Item 7.01 — Regulation FD Disclosure.
On July 24, 2024, T-Mobile US, Inc. (“T-Mobile”) and KKR & Co. Inc. (“KKR”) issued a joint press release announcing that they have entered into a definitive agreement to establish a joint venture (the “JV”) to acquire Metronet Holdings, LLC and certain of its affiliates (collectively, “Metronet”), including Metronet’s broadband infrastructure, residential fiber business operations and existing customers. As part of the transaction, the JV will also acquire Oak Hill Capital’s existing stake. Oak Hill Capital will re-invest to retain a minority position and founder John Cinelli will also retain a minority position in the business following close of the transaction. In connection with the completion of the transaction, T-Mobile and the JV will enter into an Asset Purchase Agreement, pursuant to which, among other things, T-Mobile will acquire Metronet’s residential fiber retail operations and customers, and a Fiber-to-the-Premises Master Framework Agreement, pursuant to which, among other things, T-Mobile will purchase wholesale fiber services from Metronet and become the exclusive seller of Metronet’s residential fiber services. T-Mobile will market and sell such services under the T-Mobile brand. A copy of the joint press release is furnished as Exhibit 99.1 hereto and is incorporated by reference herein.

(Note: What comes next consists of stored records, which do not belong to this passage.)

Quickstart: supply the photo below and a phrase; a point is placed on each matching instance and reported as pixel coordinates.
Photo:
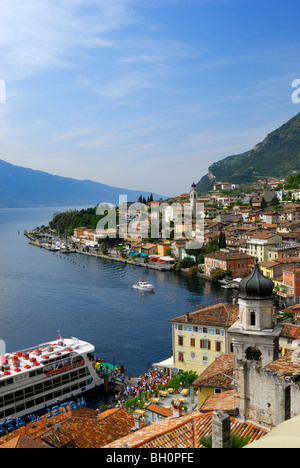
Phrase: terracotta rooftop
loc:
(222, 315)
(218, 375)
(23, 441)
(167, 413)
(86, 427)
(183, 432)
(290, 331)
(229, 256)
(224, 401)
(288, 365)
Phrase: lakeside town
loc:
(204, 394)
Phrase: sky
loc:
(144, 95)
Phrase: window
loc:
(205, 344)
(204, 360)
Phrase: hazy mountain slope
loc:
(22, 187)
(277, 155)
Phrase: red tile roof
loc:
(224, 401)
(222, 315)
(87, 427)
(183, 432)
(219, 374)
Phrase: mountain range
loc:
(278, 155)
(21, 187)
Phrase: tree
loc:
(217, 274)
(236, 441)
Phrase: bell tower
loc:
(193, 199)
(256, 333)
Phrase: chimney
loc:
(220, 430)
(177, 408)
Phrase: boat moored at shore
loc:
(143, 285)
(50, 374)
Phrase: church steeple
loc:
(193, 198)
(256, 334)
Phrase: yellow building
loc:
(78, 232)
(200, 337)
(217, 378)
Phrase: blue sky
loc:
(143, 95)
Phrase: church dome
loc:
(256, 286)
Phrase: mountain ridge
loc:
(22, 187)
(277, 155)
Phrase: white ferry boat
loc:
(34, 379)
(143, 285)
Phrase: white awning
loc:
(169, 363)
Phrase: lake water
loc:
(88, 298)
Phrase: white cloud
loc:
(44, 34)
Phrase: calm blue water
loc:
(42, 292)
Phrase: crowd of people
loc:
(147, 382)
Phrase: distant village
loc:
(238, 227)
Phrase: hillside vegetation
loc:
(278, 155)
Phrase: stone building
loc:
(267, 385)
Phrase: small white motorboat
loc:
(143, 285)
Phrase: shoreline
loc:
(159, 267)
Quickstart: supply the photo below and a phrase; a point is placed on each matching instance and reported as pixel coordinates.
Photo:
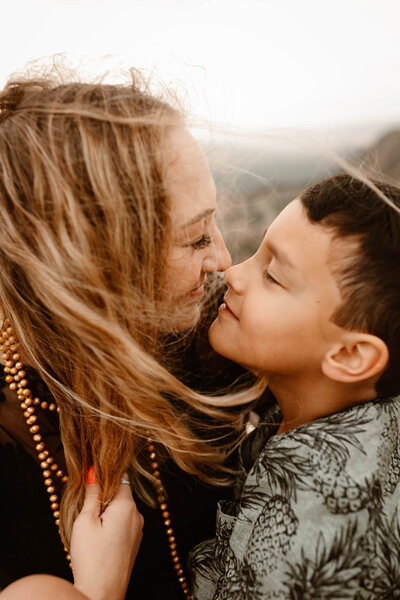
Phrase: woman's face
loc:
(197, 246)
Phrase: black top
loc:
(29, 540)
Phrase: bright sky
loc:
(250, 63)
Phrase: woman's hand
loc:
(104, 548)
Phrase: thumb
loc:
(91, 501)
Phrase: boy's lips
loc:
(224, 309)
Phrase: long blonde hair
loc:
(84, 220)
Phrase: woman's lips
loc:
(225, 310)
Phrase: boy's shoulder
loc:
(359, 440)
(321, 499)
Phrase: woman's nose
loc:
(218, 259)
(235, 278)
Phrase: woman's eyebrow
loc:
(199, 217)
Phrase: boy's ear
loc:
(358, 358)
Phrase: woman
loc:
(103, 552)
(107, 235)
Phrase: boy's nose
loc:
(219, 258)
(234, 278)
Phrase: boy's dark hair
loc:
(370, 282)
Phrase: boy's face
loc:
(276, 319)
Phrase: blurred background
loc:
(280, 91)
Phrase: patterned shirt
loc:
(315, 513)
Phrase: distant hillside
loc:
(384, 157)
(255, 184)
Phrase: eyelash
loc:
(203, 242)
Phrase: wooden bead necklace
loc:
(15, 376)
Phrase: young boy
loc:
(317, 311)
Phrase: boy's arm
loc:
(300, 529)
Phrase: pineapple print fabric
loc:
(315, 515)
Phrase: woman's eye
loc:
(203, 242)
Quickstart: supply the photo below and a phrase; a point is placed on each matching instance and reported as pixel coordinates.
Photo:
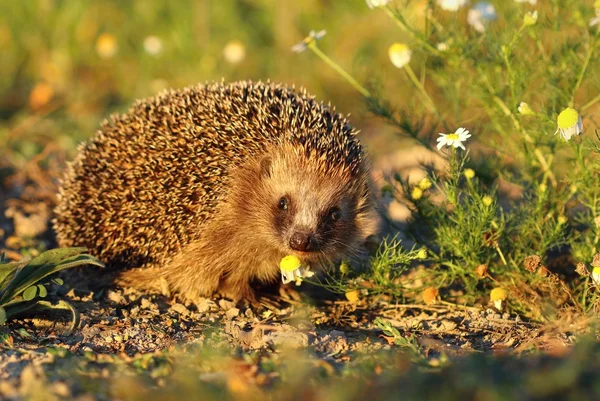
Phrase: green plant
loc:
(23, 284)
(518, 207)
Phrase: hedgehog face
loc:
(312, 211)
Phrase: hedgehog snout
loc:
(302, 242)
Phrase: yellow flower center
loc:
(397, 48)
(498, 294)
(567, 118)
(290, 263)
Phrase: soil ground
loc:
(121, 326)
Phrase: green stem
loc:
(590, 104)
(415, 34)
(501, 255)
(582, 72)
(428, 102)
(538, 153)
(313, 46)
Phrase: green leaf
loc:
(42, 291)
(57, 281)
(30, 293)
(42, 266)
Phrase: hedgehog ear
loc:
(265, 166)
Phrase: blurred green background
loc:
(66, 65)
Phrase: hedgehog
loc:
(203, 190)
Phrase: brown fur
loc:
(186, 186)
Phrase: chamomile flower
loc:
(530, 18)
(456, 139)
(497, 296)
(480, 15)
(525, 110)
(569, 123)
(451, 5)
(377, 3)
(417, 193)
(596, 275)
(312, 37)
(425, 184)
(399, 54)
(106, 45)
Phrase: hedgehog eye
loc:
(334, 213)
(283, 203)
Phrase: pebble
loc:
(225, 304)
(181, 309)
(288, 339)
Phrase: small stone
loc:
(116, 297)
(289, 339)
(181, 309)
(225, 304)
(203, 304)
(146, 304)
(337, 333)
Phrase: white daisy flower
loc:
(456, 139)
(480, 14)
(569, 123)
(452, 5)
(399, 54)
(530, 18)
(596, 275)
(377, 3)
(312, 37)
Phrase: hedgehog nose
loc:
(301, 242)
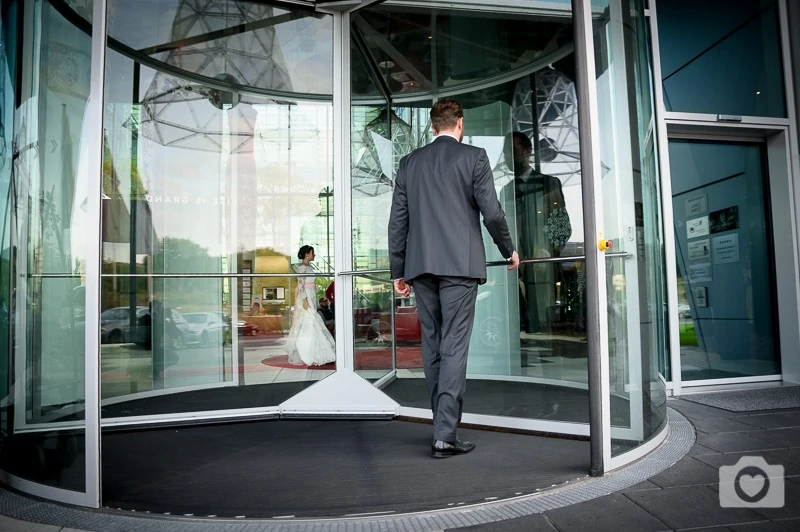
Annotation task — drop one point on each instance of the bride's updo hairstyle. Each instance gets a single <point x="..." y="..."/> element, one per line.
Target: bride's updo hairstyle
<point x="304" y="250"/>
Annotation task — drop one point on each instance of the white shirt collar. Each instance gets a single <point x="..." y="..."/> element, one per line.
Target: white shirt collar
<point x="447" y="135"/>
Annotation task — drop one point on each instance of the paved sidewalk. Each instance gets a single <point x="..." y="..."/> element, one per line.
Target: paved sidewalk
<point x="686" y="496"/>
<point x="683" y="497"/>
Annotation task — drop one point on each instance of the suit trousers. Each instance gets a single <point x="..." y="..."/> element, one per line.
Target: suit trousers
<point x="446" y="308"/>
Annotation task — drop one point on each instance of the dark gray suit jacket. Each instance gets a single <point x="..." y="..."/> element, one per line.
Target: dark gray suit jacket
<point x="434" y="228"/>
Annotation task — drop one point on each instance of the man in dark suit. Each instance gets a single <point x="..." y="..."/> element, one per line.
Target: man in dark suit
<point x="435" y="244"/>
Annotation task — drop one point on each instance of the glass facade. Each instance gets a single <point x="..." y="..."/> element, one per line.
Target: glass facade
<point x="721" y="57"/>
<point x="725" y="282"/>
<point x="231" y="214"/>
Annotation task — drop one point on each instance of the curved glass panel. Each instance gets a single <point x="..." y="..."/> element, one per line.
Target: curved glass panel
<point x="721" y="57"/>
<point x="44" y="244"/>
<point x="435" y="51"/>
<point x="373" y="334"/>
<point x="631" y="207"/>
<point x="200" y="180"/>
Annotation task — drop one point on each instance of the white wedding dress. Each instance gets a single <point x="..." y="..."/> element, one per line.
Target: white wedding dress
<point x="309" y="341"/>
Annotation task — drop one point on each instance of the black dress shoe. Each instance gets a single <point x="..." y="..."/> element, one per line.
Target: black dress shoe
<point x="444" y="449"/>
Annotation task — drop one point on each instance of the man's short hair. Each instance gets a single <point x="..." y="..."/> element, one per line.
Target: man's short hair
<point x="445" y="115"/>
<point x="523" y="139"/>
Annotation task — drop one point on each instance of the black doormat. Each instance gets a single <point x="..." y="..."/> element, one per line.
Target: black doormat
<point x="749" y="400"/>
<point x="315" y="468"/>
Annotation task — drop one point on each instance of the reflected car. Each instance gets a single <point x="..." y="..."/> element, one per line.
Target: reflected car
<point x="210" y="327"/>
<point x="176" y="330"/>
<point x="115" y="324"/>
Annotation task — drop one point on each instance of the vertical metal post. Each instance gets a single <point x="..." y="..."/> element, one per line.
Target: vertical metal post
<point x="342" y="205"/>
<point x="597" y="318"/>
<point x="94" y="182"/>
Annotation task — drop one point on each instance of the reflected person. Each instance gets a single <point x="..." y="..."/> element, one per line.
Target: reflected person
<point x="542" y="229"/>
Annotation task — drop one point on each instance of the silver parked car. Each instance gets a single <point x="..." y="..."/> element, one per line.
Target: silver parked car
<point x="210" y="327"/>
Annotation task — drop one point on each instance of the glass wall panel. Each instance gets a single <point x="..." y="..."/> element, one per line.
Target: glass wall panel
<point x="218" y="169"/>
<point x="201" y="177"/>
<point x="631" y="207"/>
<point x="726" y="296"/>
<point x="194" y="338"/>
<point x="373" y="334"/>
<point x="722" y="57"/>
<point x="44" y="243"/>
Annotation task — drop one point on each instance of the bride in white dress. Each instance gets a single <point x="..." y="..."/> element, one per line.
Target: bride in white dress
<point x="309" y="341"/>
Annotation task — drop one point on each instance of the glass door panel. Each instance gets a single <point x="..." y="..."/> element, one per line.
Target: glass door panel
<point x="218" y="169"/>
<point x="632" y="222"/>
<point x="726" y="291"/>
<point x="528" y="348"/>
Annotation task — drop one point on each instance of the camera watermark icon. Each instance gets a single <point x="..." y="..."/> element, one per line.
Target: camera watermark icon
<point x="751" y="483"/>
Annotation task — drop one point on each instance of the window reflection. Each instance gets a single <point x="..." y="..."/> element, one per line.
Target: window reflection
<point x="721" y="57"/>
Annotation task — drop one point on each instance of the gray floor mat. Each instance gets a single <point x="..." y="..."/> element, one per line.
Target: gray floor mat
<point x="749" y="400"/>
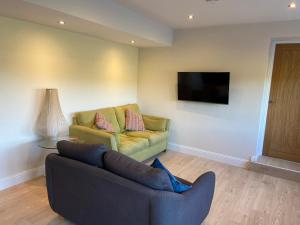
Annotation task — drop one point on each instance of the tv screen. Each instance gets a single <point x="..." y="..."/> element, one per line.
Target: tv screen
<point x="204" y="86"/>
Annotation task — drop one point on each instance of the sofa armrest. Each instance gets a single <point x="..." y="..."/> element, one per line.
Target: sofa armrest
<point x="93" y="136"/>
<point x="198" y="200"/>
<point x="156" y="123"/>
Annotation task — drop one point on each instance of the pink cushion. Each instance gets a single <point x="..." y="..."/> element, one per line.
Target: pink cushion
<point x="134" y="121"/>
<point x="102" y="123"/>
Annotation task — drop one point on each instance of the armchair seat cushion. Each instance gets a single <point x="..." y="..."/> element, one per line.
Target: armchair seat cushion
<point x="129" y="144"/>
<point x="153" y="137"/>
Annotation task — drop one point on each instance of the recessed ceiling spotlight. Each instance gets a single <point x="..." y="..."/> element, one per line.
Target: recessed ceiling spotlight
<point x="191" y="17"/>
<point x="292" y="5"/>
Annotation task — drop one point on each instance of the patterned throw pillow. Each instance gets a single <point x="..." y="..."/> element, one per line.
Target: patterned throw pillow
<point x="134" y="121"/>
<point x="102" y="123"/>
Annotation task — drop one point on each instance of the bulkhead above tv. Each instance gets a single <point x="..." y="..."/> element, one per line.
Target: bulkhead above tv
<point x="212" y="87"/>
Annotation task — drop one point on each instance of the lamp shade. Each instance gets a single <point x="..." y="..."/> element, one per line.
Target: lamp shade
<point x="51" y="122"/>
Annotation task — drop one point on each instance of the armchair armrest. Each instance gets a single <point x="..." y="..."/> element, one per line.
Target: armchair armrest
<point x="93" y="136"/>
<point x="156" y="123"/>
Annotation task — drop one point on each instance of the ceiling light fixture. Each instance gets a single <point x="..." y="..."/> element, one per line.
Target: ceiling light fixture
<point x="292" y="5"/>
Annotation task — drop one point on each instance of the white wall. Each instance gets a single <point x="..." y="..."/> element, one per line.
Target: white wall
<point x="241" y="49"/>
<point x="88" y="72"/>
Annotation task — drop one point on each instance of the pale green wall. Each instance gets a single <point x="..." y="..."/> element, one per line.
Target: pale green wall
<point x="88" y="72"/>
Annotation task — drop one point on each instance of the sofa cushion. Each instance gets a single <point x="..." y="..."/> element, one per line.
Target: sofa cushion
<point x="102" y="123"/>
<point x="178" y="186"/>
<point x="120" y="113"/>
<point x="153" y="136"/>
<point x="136" y="171"/>
<point x="87" y="118"/>
<point x="129" y="145"/>
<point x="155" y="124"/>
<point x="87" y="153"/>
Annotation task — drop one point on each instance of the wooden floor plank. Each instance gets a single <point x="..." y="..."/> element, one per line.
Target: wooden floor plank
<point x="242" y="197"/>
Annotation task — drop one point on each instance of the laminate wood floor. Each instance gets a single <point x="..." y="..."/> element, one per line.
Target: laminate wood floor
<point x="241" y="197"/>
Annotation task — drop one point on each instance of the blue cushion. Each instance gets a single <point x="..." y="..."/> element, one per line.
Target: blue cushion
<point x="178" y="186"/>
<point x="131" y="169"/>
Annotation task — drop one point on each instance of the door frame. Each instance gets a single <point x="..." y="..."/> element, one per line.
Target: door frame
<point x="266" y="94"/>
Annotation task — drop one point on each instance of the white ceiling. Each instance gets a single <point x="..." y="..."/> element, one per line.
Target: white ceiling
<point x="149" y="22"/>
<point x="99" y="18"/>
<point x="174" y="12"/>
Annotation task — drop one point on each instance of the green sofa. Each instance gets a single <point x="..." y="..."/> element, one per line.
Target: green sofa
<point x="139" y="145"/>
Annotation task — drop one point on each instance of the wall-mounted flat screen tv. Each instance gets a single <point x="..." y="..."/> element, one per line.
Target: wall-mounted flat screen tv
<point x="204" y="86"/>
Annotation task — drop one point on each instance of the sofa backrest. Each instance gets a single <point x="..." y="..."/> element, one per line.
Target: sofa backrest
<point x="87" y="153"/>
<point x="87" y="118"/>
<point x="115" y="115"/>
<point x="120" y="113"/>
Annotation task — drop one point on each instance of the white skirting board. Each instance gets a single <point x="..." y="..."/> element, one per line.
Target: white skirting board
<point x="21" y="177"/>
<point x="234" y="161"/>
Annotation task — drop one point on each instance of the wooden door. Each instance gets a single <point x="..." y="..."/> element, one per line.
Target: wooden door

The transaction is expected to close in 2025, subject to customary closing conditions and regulatory approvals. T-Mobile expects to invest approximately $4.9 billion to acquire a 50% equity stake in the JV at the closing and, pursuant to the Asset Purchase Agreement, 100% of Metronet’s residential fiber retail operations and customers, as well as funding of the JV. The JV is expected to be self-funding on a go-forward basis, and T-Mobile does not anticipate contributing any additional future capital to the JV following the closing to support the current business plan to reach an aggregate of approximately 6.5 million homes passed by the end of 2030.
The operating agreement of the JV will provide that from the fourth to the seventh anniversary of the closing, T-Mobile will have an option to purchase a number of newly issued units of the JV to reach 50.01% ownership in the JV, subject to the terms and conditions contained therein. In addition, from the fifth (or in certain circumstances the fourth) to the seventh anniversary of the closing, T-Mobile will have an option to purchase KKR’s interest in the JV at fair market value at the time of exercising such option, subject to certain specified guaranteed minimum and maximum internal rates of return and other terms and conditions (the “Completion Call”).